= Maraguda =

Maraguda valley (82.28'E an d20.43'N) is located at the Sunabeda Plateau, Nuapada district. In particular, it is located at the historical and cultural junction of Magadha, Madhya Pradesh, Deccan and Odisha.

==History==
This place is of great historical significance as there are ongoing explorations and excavations of the exuberant city ruins with unprecedented socio-religious connotation of early Indian city civilisation having excellent religious institutions, magnificent residential apartments, massive fortification and efflorescent palace complex, as the majestic imperial metropolis with acropolis and seat of cultural culmination of Kosal kingdom.

During the Puranic period, this region was known to be part of Nishadha Kingdom. In the Mahabharata and Ramayana it was known as Kantara or Mahakantara which later on finds mention in the historical record of Allahabad pillaring scription of Samudragupta. Mahabharata has not specified the location of Nishadha, but has referred to its capital Giriprastha which seems to have been the Maraguda valley. It is also found that this area is mentioned as Atabika territory in the rock edict of Ashok.
In the Hathigumpha inscription of Kharavela this part was called Vidhyadharadhivasa and was famous as a military recruiting centre. In the Satavahana record, it's mentioned as Mahabana. It formed part of Asmaka Mahajanapada in the early Buddhist list of Sodasamahajanapadas of Anguttaranikaya.

In the Seravanijia Jataka this place was known as a brisk trade centre. During the mythological period it was part of Dandakaranya, Daruvana and Tapovana.
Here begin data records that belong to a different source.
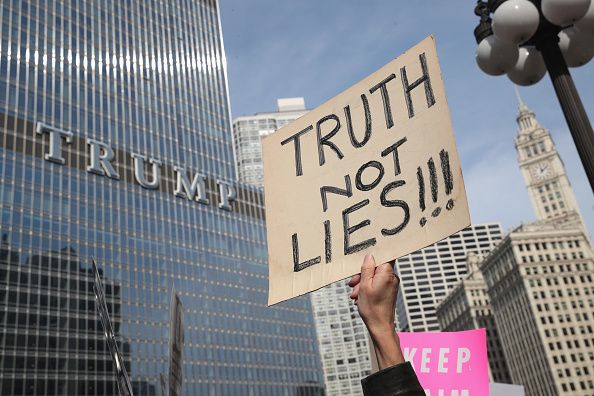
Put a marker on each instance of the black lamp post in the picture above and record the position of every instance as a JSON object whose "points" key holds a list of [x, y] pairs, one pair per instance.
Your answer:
{"points": [[516, 26]]}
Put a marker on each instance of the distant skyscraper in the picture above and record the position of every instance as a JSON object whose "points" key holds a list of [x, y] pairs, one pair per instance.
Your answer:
{"points": [[427, 275], [540, 285], [468, 307], [115, 142], [540, 278], [549, 189], [342, 336], [344, 345], [249, 130]]}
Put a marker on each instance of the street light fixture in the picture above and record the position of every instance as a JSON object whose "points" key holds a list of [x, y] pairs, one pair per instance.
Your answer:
{"points": [[526, 38]]}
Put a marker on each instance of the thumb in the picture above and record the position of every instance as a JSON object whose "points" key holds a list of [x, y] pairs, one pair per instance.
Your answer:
{"points": [[367, 269]]}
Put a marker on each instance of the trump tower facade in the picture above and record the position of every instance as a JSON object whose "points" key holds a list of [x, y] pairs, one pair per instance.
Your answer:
{"points": [[116, 144]]}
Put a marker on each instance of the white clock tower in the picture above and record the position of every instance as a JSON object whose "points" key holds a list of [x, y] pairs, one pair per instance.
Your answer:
{"points": [[544, 173]]}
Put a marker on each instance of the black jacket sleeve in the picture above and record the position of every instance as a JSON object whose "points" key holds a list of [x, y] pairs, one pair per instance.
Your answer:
{"points": [[399, 380]]}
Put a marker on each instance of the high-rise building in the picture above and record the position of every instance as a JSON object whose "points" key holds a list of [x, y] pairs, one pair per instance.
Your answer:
{"points": [[342, 336], [249, 130], [539, 281], [427, 275], [344, 344], [468, 307], [549, 189], [116, 143], [539, 278]]}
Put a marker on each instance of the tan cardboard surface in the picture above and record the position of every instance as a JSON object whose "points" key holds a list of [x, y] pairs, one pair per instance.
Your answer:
{"points": [[390, 178]]}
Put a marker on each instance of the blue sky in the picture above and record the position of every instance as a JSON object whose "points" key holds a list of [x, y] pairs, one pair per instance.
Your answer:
{"points": [[316, 49]]}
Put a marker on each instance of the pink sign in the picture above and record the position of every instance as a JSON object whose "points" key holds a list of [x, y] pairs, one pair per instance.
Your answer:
{"points": [[449, 364]]}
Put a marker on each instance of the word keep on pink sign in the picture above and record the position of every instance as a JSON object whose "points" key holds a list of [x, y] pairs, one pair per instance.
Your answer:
{"points": [[449, 364]]}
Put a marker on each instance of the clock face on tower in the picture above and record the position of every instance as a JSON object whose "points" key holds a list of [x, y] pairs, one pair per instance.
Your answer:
{"points": [[542, 171]]}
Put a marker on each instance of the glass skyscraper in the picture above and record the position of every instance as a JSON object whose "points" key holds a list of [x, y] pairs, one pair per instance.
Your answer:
{"points": [[116, 143]]}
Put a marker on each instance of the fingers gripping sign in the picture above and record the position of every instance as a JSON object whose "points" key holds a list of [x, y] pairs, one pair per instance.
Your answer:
{"points": [[374, 291]]}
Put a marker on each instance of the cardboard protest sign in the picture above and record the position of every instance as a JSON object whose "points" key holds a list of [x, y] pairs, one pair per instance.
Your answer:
{"points": [[373, 170], [447, 363]]}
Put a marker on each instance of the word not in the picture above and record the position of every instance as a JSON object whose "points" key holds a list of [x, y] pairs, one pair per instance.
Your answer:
{"points": [[101, 162], [323, 137]]}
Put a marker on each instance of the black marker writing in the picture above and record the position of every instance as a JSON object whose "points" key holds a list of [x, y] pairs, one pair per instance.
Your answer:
{"points": [[299, 266], [347, 191], [444, 156], [367, 187], [433, 179], [297, 147], [394, 150], [327, 241], [325, 140], [448, 180], [348, 230], [395, 203], [424, 79], [385, 98]]}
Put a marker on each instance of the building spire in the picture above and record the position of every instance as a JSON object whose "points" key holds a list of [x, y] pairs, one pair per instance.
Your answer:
{"points": [[526, 119], [521, 105]]}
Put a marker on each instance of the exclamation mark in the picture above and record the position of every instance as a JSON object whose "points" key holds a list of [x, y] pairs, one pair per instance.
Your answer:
{"points": [[444, 156], [434, 187], [448, 179], [421, 181]]}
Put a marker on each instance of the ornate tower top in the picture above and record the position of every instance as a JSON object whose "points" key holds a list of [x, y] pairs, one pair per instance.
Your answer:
{"points": [[526, 119], [551, 194]]}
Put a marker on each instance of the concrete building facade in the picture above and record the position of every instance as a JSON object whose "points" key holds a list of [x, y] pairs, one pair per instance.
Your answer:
{"points": [[427, 275], [468, 307], [248, 132], [539, 281]]}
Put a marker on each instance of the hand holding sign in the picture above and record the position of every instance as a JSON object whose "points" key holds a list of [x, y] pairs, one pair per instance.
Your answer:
{"points": [[374, 167], [374, 292]]}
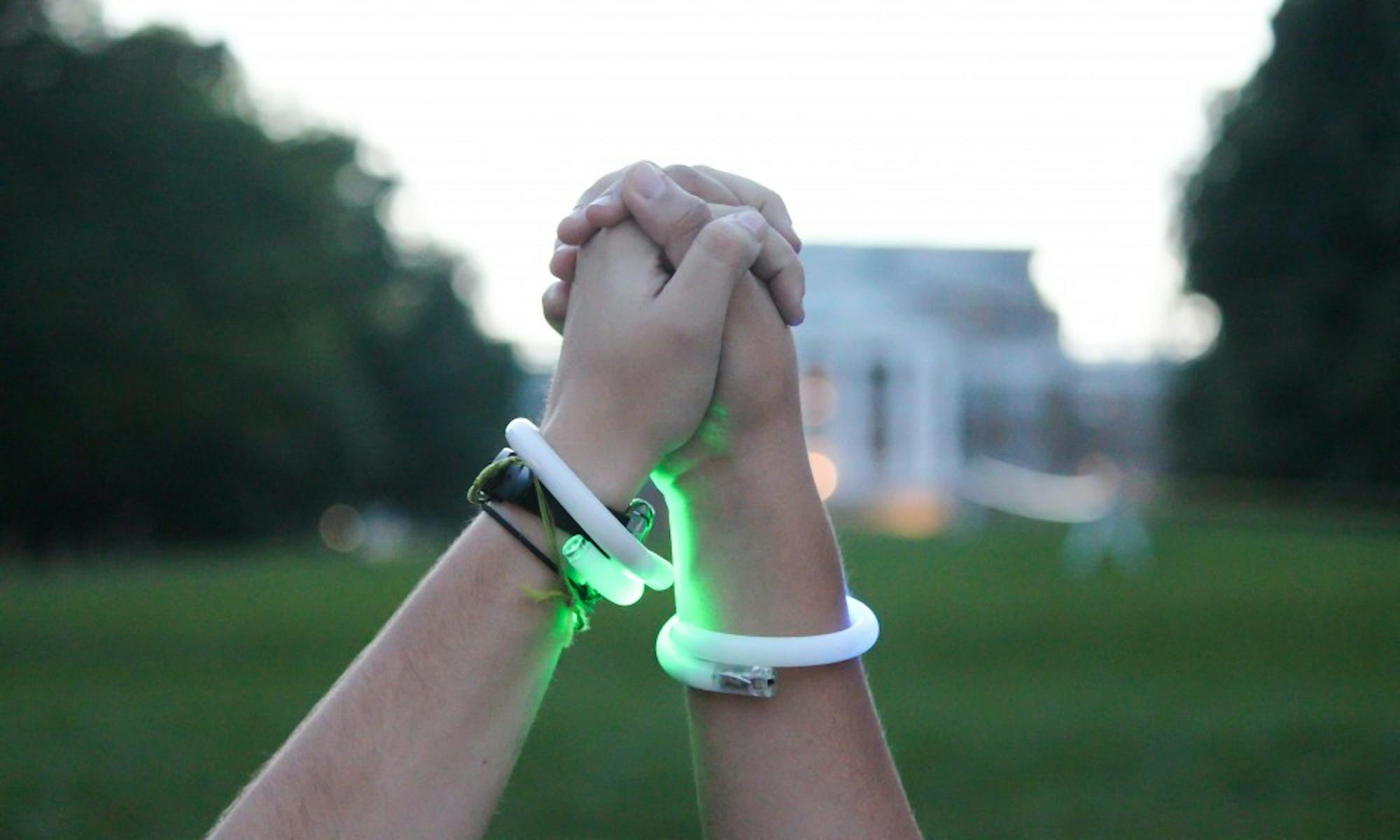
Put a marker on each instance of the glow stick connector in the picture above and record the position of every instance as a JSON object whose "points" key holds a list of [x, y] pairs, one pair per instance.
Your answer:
{"points": [[755, 681]]}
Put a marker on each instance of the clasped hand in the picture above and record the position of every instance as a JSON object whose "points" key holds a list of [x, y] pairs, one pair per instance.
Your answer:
{"points": [[676, 295]]}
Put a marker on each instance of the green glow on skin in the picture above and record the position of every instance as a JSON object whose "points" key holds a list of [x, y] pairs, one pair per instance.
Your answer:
{"points": [[695, 600], [685, 545]]}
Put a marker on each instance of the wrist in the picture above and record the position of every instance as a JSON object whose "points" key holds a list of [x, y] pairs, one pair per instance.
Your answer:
{"points": [[754, 550], [612, 468]]}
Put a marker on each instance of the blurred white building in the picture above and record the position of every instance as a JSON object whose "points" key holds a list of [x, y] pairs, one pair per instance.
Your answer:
{"points": [[916, 360]]}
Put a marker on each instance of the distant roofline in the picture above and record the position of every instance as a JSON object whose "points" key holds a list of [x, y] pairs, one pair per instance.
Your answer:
{"points": [[919, 247]]}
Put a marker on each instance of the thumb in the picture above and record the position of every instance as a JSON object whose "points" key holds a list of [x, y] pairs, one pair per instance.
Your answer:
{"points": [[698, 295]]}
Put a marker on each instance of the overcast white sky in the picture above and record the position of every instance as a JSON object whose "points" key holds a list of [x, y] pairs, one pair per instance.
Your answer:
{"points": [[1056, 125]]}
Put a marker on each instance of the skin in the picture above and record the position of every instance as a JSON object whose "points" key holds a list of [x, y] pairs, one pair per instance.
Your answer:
{"points": [[418, 738], [755, 551]]}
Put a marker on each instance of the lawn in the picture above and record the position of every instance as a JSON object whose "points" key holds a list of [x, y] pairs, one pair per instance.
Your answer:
{"points": [[1247, 687]]}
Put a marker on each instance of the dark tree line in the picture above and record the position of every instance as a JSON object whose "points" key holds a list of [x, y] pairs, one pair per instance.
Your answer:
{"points": [[1293, 227], [206, 332]]}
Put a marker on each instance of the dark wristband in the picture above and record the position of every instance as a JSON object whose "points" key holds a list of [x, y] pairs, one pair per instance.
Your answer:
{"points": [[516, 485]]}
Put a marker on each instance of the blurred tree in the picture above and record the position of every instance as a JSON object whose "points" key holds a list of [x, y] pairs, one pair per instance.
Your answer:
{"points": [[1292, 225], [206, 332]]}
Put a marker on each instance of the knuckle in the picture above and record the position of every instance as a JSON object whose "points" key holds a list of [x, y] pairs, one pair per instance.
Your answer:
{"points": [[681, 173], [727, 243], [692, 219]]}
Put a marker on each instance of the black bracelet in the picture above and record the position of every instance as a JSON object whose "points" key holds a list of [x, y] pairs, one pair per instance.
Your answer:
{"points": [[524, 541]]}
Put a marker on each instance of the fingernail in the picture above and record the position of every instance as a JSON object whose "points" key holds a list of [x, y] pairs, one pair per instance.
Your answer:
{"points": [[752, 222], [649, 180]]}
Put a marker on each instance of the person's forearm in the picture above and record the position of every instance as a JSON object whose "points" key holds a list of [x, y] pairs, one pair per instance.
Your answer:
{"points": [[758, 556], [419, 737]]}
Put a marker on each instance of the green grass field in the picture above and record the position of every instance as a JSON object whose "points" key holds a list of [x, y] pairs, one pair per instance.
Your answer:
{"points": [[1248, 687]]}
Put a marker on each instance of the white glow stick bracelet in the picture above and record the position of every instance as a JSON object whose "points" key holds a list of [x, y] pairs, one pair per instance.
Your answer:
{"points": [[597, 522], [736, 664]]}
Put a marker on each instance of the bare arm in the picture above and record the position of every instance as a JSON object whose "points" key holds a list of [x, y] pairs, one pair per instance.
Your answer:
{"points": [[419, 737], [755, 552], [762, 559]]}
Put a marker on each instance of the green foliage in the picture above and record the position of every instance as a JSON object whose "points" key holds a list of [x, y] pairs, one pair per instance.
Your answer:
{"points": [[1245, 688], [206, 332], [1293, 226]]}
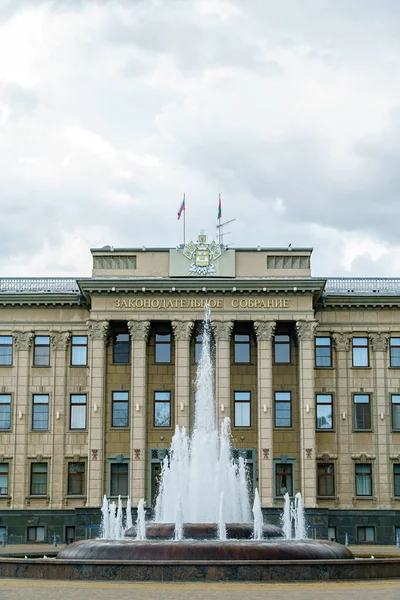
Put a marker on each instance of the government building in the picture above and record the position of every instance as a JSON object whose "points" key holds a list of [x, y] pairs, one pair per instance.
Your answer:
{"points": [[96, 372]]}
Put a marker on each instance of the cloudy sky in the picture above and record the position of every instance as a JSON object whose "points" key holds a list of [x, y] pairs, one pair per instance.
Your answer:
{"points": [[110, 110]]}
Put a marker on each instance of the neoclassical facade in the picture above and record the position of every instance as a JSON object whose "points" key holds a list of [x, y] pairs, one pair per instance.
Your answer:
{"points": [[95, 374]]}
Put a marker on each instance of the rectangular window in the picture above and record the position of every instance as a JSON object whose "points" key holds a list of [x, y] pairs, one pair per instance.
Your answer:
{"points": [[79, 351], [325, 479], [396, 480], [120, 409], [41, 351], [162, 409], [283, 479], [282, 349], [5, 350], [323, 352], [241, 348], [35, 534], [119, 479], [242, 409], [122, 349], [38, 479], [324, 411], [283, 409], [363, 480], [5, 411], [40, 412], [4, 479], [365, 534], [78, 411], [360, 352], [396, 412], [163, 347], [362, 412], [76, 479]]}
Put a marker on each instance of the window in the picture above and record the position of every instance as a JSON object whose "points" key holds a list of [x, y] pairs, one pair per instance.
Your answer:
{"points": [[365, 534], [323, 352], [242, 409], [396, 480], [41, 351], [324, 411], [121, 348], [395, 412], [395, 352], [362, 412], [241, 348], [5, 411], [283, 479], [360, 352], [162, 409], [36, 534], [120, 409], [4, 479], [283, 409], [76, 479], [119, 479], [163, 347], [325, 479], [363, 480], [38, 479], [40, 412], [5, 350], [79, 350], [282, 349], [78, 411]]}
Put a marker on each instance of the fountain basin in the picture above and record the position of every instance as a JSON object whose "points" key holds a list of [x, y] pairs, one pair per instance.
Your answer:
{"points": [[209, 551], [205, 531]]}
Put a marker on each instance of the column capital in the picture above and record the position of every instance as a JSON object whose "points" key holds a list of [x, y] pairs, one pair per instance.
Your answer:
{"points": [[265, 330], [23, 339], [60, 340], [222, 330], [341, 341], [98, 330], [139, 330], [182, 330], [306, 330], [379, 341]]}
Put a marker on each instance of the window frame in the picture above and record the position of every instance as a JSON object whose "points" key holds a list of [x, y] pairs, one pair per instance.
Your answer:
{"points": [[360, 346], [33, 428], [2, 345], [283, 401], [355, 428], [71, 405], [163, 401], [249, 402], [119, 401], [323, 337], [86, 346], [36, 345]]}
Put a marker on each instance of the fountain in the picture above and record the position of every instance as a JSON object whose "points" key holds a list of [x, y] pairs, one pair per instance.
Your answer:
{"points": [[203, 510]]}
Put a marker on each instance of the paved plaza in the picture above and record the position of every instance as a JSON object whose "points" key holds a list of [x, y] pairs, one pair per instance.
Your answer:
{"points": [[13, 589]]}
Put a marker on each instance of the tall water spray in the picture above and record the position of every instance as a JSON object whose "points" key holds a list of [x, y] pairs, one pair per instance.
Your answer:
{"points": [[200, 468]]}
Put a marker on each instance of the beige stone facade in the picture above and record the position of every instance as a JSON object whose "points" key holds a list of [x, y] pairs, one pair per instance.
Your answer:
{"points": [[316, 422]]}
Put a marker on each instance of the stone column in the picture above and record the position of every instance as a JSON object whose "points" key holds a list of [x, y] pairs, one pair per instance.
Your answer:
{"points": [[344, 427], [306, 336], [182, 332], [98, 334], [139, 331], [382, 476], [265, 333], [222, 334], [60, 407], [21, 416]]}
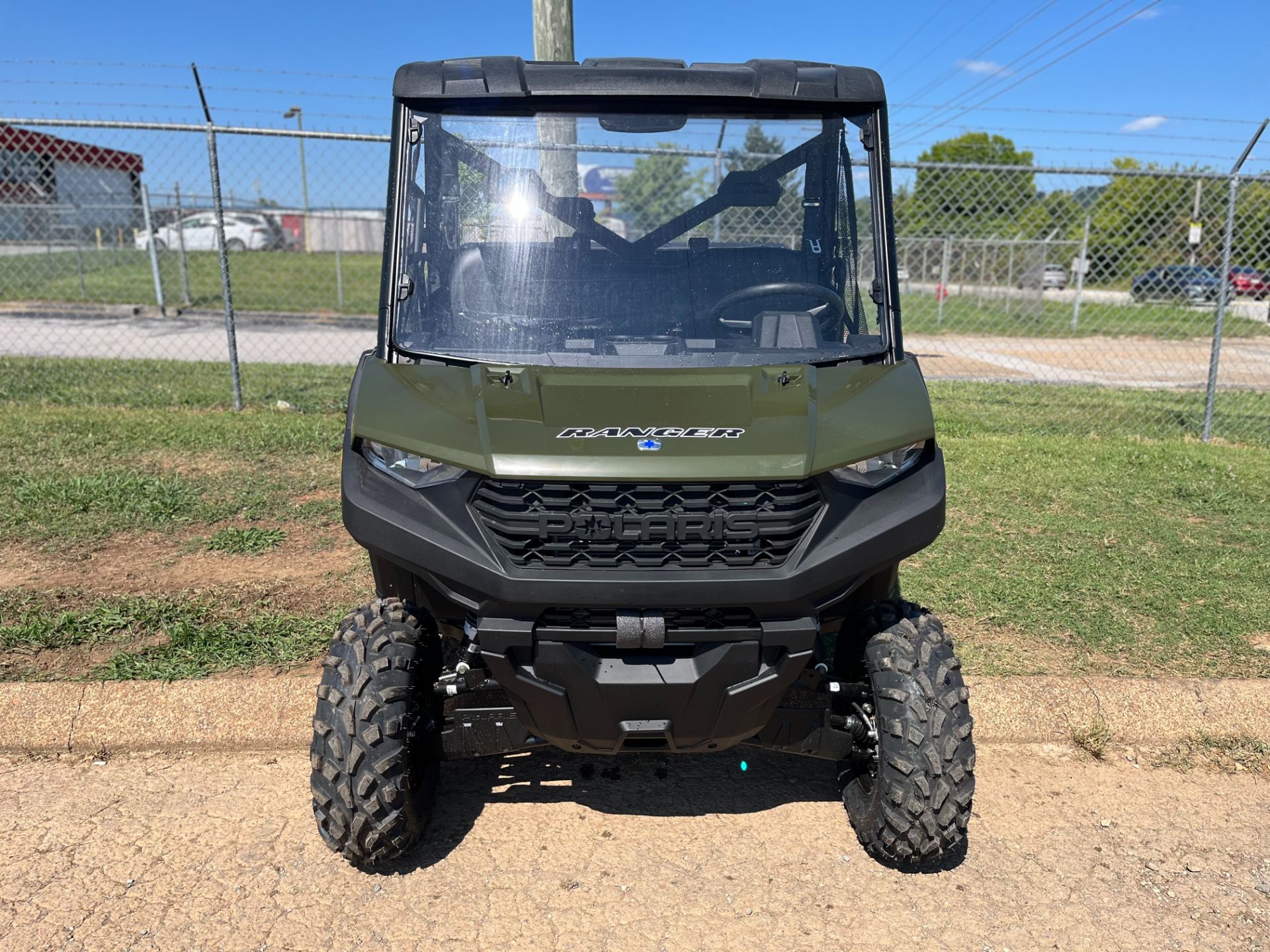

Many Saivacharya and sages of hoary fame hailed from Tapovana of this part. Subsequently the region came to be known as Kosal Kingdom in the early historical period. With the rise of the illustrious and mighty Nala rulers in the 3rd century A.D. Maraguda valley emerged as the classic city of Kosal and thrived for centuries with prosperity. The valley was fortunate in having a wonderful landscape of hills and dales quite befitting to nourish a rich civilisation as revealed by recent excavations corroborated by Hiuen Tsang's travel account. Many scholars have identified the site as capital city of Kosal Kingdom referred to by Hiuen Tsang. Of late, painstaking researches have further testified its identification, yet it remains contested with Shripura. Hiuen Tsang who extensively traveled in India from 630-645 A.D. The soil of the country was rich and fertile, the towns and villages were closed together, the people were prosperous, tall of stature and black in colour and the ruling king was a Kshatriya by birth. He further refers to Po-Lo-Mo-Lo-Ki-Li or Gandhmardan hill 300 li to the south-west of capital city. In the light of the reference of the Chinese pilgrim, Maraguda valley has been identified as the capital city of Mahakantara. The Nala king Viruparaja was most likely ruling at the time of his visit, as shown by many scholars.